I didn't name it, she was 4.77 Mhz of sizzle w/ duel 360K floppies. A hercules vid card and upgraded to 640K of RAM. A 1200 baud modem that gave me my first internet experience and provided me with MANY hours of BBS fun. Rest in piece my friend, you'll never be forgotten.

=/

Druid6900
March 4th, 2007, 09:54 PM
Why the mourning?

Clean it up, let it dry out and chances are good it'll work.

You wouldn't believe the shape some of the things we've got in for restoration were in.

Computers, especially the old ones, can take a hell of a pounding and still be brought back to life, especially the IBM "built like a main battle tank" ones.

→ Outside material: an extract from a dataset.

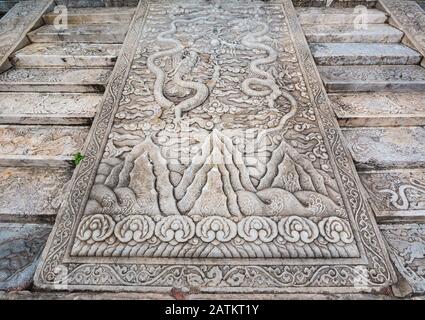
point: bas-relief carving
(396, 191)
(216, 151)
(407, 249)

I had one computer, which spent the winter frozen in a sewage ditch (dumped after a robbery) and after we hosed it off, we took the logic board and the cards, stuck them chip side down in a dishwasher for 5 minutes along with the disassembled power supply and keyboard (keys down), let it dry out for 24 hours (all boards standing on an edge), re-assembled everthing and it fired right up.

chuckcmagee
March 4th, 2007, 11:03 PM
Yep, I accidently dumped a whole can of diet pepsi into one of my Model M IBM keyboards. I held it up, drained all the soda out of a small hole in the corner, let dry for a day, and voila, works perfect to this day. I did try it before drying. Didn't work real good until it dried out.

Jorg
March 4th, 2007, 11:38 PM
As, at that time, gold contact surfaces where thought to be the standard, you'd have a good chance.

dongfeng
March 5th, 2007, 02:28 AM
As other members have said, get it back in the dry and see if it works! At the very least some of it should still be functioning.

Starshadow
March 5th, 2007, 04:48 PM
I have a story that should bring some hope.

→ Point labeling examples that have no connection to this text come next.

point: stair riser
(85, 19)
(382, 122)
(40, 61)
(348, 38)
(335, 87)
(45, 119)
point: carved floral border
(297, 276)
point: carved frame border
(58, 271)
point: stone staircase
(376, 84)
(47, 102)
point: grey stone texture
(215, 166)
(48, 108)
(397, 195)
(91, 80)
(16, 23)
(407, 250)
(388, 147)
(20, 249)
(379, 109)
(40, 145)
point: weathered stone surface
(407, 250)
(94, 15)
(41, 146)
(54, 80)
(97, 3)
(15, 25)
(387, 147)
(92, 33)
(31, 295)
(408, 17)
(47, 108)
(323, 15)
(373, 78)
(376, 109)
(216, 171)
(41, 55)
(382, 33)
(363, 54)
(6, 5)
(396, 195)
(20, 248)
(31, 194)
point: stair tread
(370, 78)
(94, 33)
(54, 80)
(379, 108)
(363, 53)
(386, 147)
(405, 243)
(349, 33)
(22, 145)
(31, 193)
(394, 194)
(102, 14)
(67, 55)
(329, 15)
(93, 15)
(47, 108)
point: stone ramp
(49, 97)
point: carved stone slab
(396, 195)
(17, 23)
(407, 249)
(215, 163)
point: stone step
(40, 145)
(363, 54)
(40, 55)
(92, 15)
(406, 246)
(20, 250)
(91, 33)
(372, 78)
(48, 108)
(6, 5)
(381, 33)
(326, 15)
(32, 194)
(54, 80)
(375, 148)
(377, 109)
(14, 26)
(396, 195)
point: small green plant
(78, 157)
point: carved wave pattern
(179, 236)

My friend next door runs a Flea Market/Junk Store. They were cleaning out one day and his grandson , not knowing we were keeping it, discarded and put an old Mac 512k outside in the ditch behind the store. Three years later we were cleaning up the ditch, and burried under a few broken tvs, half stuck in the mud, we found the little Mac. I took it inside, cleaned it out and blew dry the insides, plugged in a Plus Keyboard and mouse, stuck my Mac 128k's boot floppy in it and she booted up perfectly, even the speaker, thats notorious for dying on these Macs, worked! Now we just need a frame transplant( the metal frame inside is the only thing to be affected by the weather) from a dead Plus ( tubes busted so we're considering this Plus a goner/parts Machine) and the little Mac will be good to go.

billdeg
March 5th, 2007, 08:15 PM
I like this attitude! Nothing to lose by trying. It would actually be a testiment to the 5150 if it were brought back to life.

carlsson
March 6th, 2007, 02:03 AM
Irony is when you find a computer at the dump or in a ditch, and it turns out to work better than the unit you carefully preserved in a dry, even tempered attic for 15 years. ;-)

nige the hippy
March 6th, 2007, 02:40 AM
Just to add yet another voice to the drying out won't do it any harm thing...

Most electronics manufacturers put their brand new recently built boards through a "dishwasher". Gallons of hot soapy water are squirted at them.

Washing won't do most boards any harm (watch out for switches, as water gets in through the little gaps, and doesn't dry well), Use an air line (or at least a good while with a blowy hair dryer) to blow out the switches, and any other enclosed spaces, also watch out for the little tiny gap below ICs. Pay particular attention to the switch mode power supply, as it has 350V DC or so across some small gaps, and any dampness will look like a short.

Just make sure that it's all THOROUGHLY DRY before you apply the volts as electrolytic action will eat pcb tracks.

Mad-Mike
March 6th, 2007, 06:20 PM
Another one here to say fix i t up.......

This is coming from a guy here who found an IBM PS/2 Model 70 in the woods, that had been SET ON FIRE none the less, and even then, that computer still ran fine save the hard drive. It had bugs living inside it's innards, it had pine needles weaving between the chips, and spider webs, it was NASTY. And even then, a CMOS battery and hard disk later, it fired right up without a single issue.